Def: A polynomial f(x) with coefficients in Q (the rationals) is called a "numerical polynomial" if for all integers n, f(n) is an integer also.

I have to use induction to prove that for k > 0

that the function f(x) := (1/k!)*x*(x-1)...(x-k+1) is a numerical polynomial

I checked that this is true for k=1, but to be honest I'm not even sure what the dot dot dot means. If k=5 for say, I interpreted the dot dot dot as (1/5!)*x*(x-1)*(x-2)*(x-3)*(x-4). Is this the correct interpretation? If so it is indeed true for k=1, but nonetheless I don't know how to show that it is true for k+1.

Thanks so much.

P.S My professor sucks and it is really discouraging as a recently declared math major. So I will be on here often! Loves.

 

[Mark44]

... is an ellipsis, and means continuing in the same pattern.

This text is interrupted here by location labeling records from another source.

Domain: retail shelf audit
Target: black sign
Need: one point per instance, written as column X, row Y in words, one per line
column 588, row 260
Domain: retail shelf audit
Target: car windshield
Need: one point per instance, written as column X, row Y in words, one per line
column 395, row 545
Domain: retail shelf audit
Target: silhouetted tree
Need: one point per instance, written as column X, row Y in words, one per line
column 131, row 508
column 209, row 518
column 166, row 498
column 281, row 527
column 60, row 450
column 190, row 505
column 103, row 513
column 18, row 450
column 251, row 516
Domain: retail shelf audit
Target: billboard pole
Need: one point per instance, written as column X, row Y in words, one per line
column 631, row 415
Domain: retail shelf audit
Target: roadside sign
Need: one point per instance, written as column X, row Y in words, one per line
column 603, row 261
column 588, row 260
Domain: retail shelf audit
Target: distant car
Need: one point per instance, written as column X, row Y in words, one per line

Your interpretation above is correct.

For an induction proof, you need to show that the statement is true for some base case (n = 1 will do), assume that the statement is true for n = k, and then use that statement to show that the statement is true for n = k + 1. (You'll notice that I changed your k to n.)

The induction hypothesis is that f(x) = 1/k!*x*(x -1)*(x - 2)* ... *(x - k + 1) is a numerical polynomial.

What can you say about 1/(k + 1)!*x*(x -1)*(x - 2)* ... *(x - k)?